There are a couple of stories here which are very similar indeed to "Squealed." "Murder at Mother's Knee" features a schoolteacher as amateur detective and is an obvious reworking of "Squealed." (The former was published two years after the latter.) Authors often repeat devices in their work but here Woolrich essentially published the same story twice under different titles, though "Squealed" is the cleverer and more charming of the two. "The Body in Grant's Tomb" features as narrator and detective a spinster aunt of the sort associated with Mary Roberts Rinehart's Had-I-But-Known school. She's portrayed well but the plot itself kind of just peters out uninterestingly. When you wrote as much as Woolrich did, you're going to have some comparative duds.
For me the best story in the collection, "The Penny-a-Worder," is not even a genuine crime story, but it is a brilliant little tale about a pulp crime writer. Francis Nevins, who is convinced that Woolrich had no sense of humor, appreciates the fine quality of this story, but somehow himself apparently doesn't see the humor in it. (You would have to have a sense of humor, I think, to see it.) I've written about this story before here, but I think I will write about it again in a successor blog post. It's such a brilliant little story that shows a lot of witty self-awareness on the part of an author whom a lot of people seem to think had capacity only for myopic misery.

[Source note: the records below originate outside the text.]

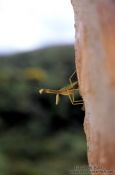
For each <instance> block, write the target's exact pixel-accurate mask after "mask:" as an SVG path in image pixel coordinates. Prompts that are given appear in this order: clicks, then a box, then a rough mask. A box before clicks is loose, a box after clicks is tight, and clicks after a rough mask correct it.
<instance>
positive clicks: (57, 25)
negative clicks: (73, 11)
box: [0, 0, 74, 53]
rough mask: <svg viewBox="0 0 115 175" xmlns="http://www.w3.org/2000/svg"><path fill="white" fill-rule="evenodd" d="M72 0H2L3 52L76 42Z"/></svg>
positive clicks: (4, 52)
mask: <svg viewBox="0 0 115 175" xmlns="http://www.w3.org/2000/svg"><path fill="white" fill-rule="evenodd" d="M73 26H74V14H73V9H72V5H71V1H70V0H0V53H9V52H15V51H24V50H32V49H35V48H39V47H42V46H46V45H48V44H56V43H66V42H67V43H69V42H70V43H72V42H73V41H74V27H73Z"/></svg>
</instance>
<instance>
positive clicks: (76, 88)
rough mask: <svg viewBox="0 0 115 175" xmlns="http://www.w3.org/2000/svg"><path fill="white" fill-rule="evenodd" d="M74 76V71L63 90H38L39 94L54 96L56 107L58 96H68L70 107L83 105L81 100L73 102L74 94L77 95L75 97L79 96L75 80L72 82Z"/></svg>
mask: <svg viewBox="0 0 115 175" xmlns="http://www.w3.org/2000/svg"><path fill="white" fill-rule="evenodd" d="M74 76H75V78H76V71H74V73H73V74H72V75H71V76H70V78H69V85H68V86H66V87H64V88H61V89H58V90H54V89H40V90H39V93H40V94H43V93H47V94H56V105H58V104H59V101H60V95H65V96H68V97H69V100H70V102H71V104H72V105H79V104H83V100H75V93H77V95H78V94H79V87H78V82H77V81H76V80H74V81H73V80H72V79H73V78H74ZM76 79H77V78H76Z"/></svg>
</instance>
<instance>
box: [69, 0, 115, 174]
mask: <svg viewBox="0 0 115 175" xmlns="http://www.w3.org/2000/svg"><path fill="white" fill-rule="evenodd" d="M71 1H72V5H73V9H74V17H75V33H76V35H75V38H76V40H75V55H76V56H75V57H76V67H77V73H78V78H79V86H80V92H81V95H82V96H83V99H84V103H85V121H84V128H85V133H86V137H87V146H88V161H89V165H91V166H95V167H97V174H98V175H105V174H107V175H108V174H109V173H107V171H106V170H108V169H109V170H111V171H112V172H111V173H113V174H115V1H114V0H71ZM98 168H102V169H103V170H105V171H106V173H104V172H100V171H99V170H98ZM92 174H94V173H93V172H92Z"/></svg>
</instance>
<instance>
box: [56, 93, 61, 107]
mask: <svg viewBox="0 0 115 175" xmlns="http://www.w3.org/2000/svg"><path fill="white" fill-rule="evenodd" d="M59 100H60V96H59V94H56V105H58V104H59Z"/></svg>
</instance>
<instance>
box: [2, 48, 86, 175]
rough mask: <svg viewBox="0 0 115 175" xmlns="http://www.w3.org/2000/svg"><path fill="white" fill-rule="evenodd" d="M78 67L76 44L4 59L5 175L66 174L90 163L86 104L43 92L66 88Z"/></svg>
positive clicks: (3, 154) (3, 60)
mask: <svg viewBox="0 0 115 175" xmlns="http://www.w3.org/2000/svg"><path fill="white" fill-rule="evenodd" d="M74 69H75V65H74V49H73V46H71V45H70V46H69V45H67V46H66V45H65V46H55V47H51V48H44V49H41V50H37V51H33V52H30V53H21V54H16V55H11V56H7V57H5V56H2V57H1V58H0V175H39V174H40V175H45V174H50V175H57V174H58V175H62V174H69V170H70V169H72V168H73V167H74V166H76V165H84V164H85V165H86V164H87V158H86V141H85V137H84V133H83V127H82V124H83V119H84V111H82V110H81V107H82V105H79V106H72V104H71V103H70V101H69V99H68V98H66V97H62V98H61V102H60V104H59V106H55V95H51V96H50V95H48V94H44V95H40V94H39V93H38V90H39V89H40V88H53V89H58V88H62V87H63V86H66V85H67V84H68V82H69V80H68V78H69V76H70V75H71V74H72V73H73V71H74Z"/></svg>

Indeed the misery level in Woolrich's pulp fiction generally has been somewhat overrated. Many of the stories in this collection even have-gasp!--happy endings, if not without some considerable bruising for our protagonists along the way. Perhaps this simply reflects the popular medium for which Woolrich was writing here (Thirties and Forties pulps, primarily)--or perhaps the author wasn't quite as relentlessly gloomy as people think.